The commercial risks seem the most straight-forward; for not only does the illegal act damage the purchaser which gets inferior products, subject to substandard and suboptimal performance going forward. Yet the risk for the seller is equally as great but for a different reason. If a seller engages in illegal activity to make a sale, it is always subject to blackmail or extortion going forward. In addition to this continued exposure to more, greater and ongoing bribe payments, businesses which engage in such activity also subject themselves to local prosecutions of other countries’ domestic anti-bribery laws. Recall that GlaxoSmithKline plc was prosecuted in China for bribery under Chinese domestic law and not under the FCPA.
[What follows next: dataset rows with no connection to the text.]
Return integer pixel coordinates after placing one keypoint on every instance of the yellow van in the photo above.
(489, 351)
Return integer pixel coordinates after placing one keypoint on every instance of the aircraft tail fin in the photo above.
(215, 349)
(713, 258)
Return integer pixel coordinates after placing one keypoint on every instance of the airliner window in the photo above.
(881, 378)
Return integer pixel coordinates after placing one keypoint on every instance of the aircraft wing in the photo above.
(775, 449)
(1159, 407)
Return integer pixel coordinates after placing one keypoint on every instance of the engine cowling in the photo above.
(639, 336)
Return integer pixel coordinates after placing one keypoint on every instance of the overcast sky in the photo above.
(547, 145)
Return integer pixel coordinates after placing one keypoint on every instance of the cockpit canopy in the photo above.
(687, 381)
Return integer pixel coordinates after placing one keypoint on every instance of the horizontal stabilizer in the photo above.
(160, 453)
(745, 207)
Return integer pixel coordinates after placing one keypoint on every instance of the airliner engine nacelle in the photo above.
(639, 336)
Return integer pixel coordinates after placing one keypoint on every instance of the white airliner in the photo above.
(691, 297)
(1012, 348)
Even if such dire criminal threats are not made, sales based on bribery and corruption are not sustainable going forward. If a company sustains high sales grow in a high-risk country, based upon bribery and corruption, the sales will drop off dramatically once the spigot is closed and that will lead to negative financial consequences. For it is through not only complying with national and international norms in sales and having a robust compliance program, that companies can typically sustain growth leading to positive return on equity and investment.